For now, the minutes indicate the RBI brass is not done with rate hikes. They see the rate hikes and inflation control from the perspective of medium-term growth rather than its immediate prospects, which is bound to be impacted by pandemic-induced base affects and global slowdown due to monetary tightening..
The RBI members will likely think of rate cuts once an inflation rate of 4.0-4.5% shows up in the central bank's models and projections. Patra, whose term was extended by a year recently, said he expects inflation to hover between 5% and 6% for the whole of 2023.
The RBI has also been talking about different goalposts at different points since the onset of the pandemic, which also offers some cues on the RBI governor's game plan.
First, he talked up the flexibility part of the flexible inflation targeting regime, allowing him to tolerate inflation rising well past the main target level of 4%. The target, at that time, appeared to shift to 6%, the upper bound of the targeting framework. This was done because post-COVID recovery was fragile, and the rise in inflation was due to supply disruptions.
The second goal post, it appeared, was to bring inflation under 6%, as it had sped to 7.8% in April due to the war in Europe. In that sense, 6% became the target. Third, after inflation came below 6% in November, the RBI started referring to its primary target of 4%, which it hopes to achieve in 2024.
How it views its goalposts would affect the interest rate stance. And fourth, the RBI is now talking about sticky core inflation.
Last week, after the release of the December CPI data, arguably to set expectations right, Das said "Arjuna's eyes" have to be kept on core inflation as it is not a comfortable number to deal with.

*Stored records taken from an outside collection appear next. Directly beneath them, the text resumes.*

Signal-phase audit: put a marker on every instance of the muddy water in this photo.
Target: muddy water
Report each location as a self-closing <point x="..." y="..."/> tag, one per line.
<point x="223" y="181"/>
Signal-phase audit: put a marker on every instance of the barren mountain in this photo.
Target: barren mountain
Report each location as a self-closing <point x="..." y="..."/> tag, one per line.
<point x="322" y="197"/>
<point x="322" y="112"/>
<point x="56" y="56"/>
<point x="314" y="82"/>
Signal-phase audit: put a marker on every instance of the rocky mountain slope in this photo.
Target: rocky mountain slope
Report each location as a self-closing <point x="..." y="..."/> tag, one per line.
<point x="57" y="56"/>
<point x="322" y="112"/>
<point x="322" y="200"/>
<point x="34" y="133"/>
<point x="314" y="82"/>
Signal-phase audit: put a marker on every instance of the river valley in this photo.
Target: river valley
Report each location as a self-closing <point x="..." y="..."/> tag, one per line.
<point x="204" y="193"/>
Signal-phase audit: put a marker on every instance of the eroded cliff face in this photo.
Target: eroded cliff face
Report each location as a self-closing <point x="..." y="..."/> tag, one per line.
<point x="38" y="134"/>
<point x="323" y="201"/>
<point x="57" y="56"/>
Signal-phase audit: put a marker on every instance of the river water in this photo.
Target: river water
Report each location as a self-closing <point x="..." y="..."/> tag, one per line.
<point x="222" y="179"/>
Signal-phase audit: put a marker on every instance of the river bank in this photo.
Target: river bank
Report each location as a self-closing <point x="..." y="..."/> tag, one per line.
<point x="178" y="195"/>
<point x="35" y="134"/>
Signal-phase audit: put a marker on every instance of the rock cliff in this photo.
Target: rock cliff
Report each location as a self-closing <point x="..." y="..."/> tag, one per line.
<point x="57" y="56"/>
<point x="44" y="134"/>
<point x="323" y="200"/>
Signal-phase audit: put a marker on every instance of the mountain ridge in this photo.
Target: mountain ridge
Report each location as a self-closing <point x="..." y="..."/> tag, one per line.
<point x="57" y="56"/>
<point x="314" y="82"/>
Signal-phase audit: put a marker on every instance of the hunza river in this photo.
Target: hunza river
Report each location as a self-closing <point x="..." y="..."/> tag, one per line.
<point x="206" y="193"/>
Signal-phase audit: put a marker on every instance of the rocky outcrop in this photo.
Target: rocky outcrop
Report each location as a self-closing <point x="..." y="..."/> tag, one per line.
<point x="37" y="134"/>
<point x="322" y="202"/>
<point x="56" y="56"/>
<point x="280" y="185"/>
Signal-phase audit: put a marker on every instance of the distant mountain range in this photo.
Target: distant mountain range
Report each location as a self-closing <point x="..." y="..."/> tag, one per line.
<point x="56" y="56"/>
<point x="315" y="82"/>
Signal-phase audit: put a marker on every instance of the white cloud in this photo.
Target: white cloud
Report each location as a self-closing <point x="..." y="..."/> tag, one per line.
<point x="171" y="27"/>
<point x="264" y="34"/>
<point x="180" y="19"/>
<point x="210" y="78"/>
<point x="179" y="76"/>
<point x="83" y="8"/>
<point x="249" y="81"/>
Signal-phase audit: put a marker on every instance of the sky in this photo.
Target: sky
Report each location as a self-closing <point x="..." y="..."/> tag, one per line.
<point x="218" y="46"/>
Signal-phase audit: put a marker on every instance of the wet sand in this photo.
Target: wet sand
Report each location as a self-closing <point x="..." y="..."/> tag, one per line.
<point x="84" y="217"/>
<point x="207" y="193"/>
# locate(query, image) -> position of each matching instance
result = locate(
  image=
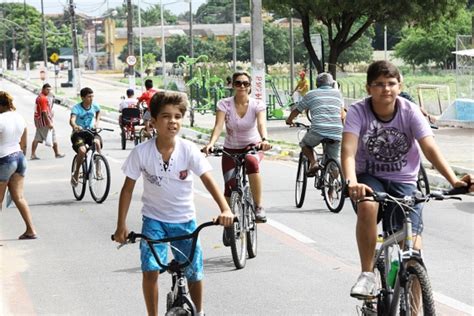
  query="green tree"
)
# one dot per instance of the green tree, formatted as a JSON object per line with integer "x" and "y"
{"x": 434, "y": 44}
{"x": 340, "y": 17}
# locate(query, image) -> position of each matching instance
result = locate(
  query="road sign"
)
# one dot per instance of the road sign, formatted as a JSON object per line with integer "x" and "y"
{"x": 54, "y": 57}
{"x": 131, "y": 60}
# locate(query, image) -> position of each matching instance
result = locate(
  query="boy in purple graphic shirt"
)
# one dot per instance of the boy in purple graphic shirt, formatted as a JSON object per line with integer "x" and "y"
{"x": 381, "y": 143}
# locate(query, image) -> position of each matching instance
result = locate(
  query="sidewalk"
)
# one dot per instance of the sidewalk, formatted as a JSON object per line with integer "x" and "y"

Core inflation has averaged 6.1% for the year so far. It has been sticky at around 6% for the last two years. This is yet another goalpost or a reference point. From the headline number of the inflation, the RBI is now focussing on some components of inflation.
It will continue to target demand to bring down core inflation and services inflation. Another question before RBI - will it be able to pivot before the Fed does. How would the currency behave if the RBI cuts rates in the milieu of weak terms of trade or weak net exports?
Whether it chooses to hike in February or April for one last time in this cycle or remain on prolonged pause, the RBI is unlikely to entertain questions about a pivot to cutting rates this year.
It may talk hawkish and keep the markets guessing on its stance. But in this uncertain world, one never knows.
The impatient market may yet have its last laugh.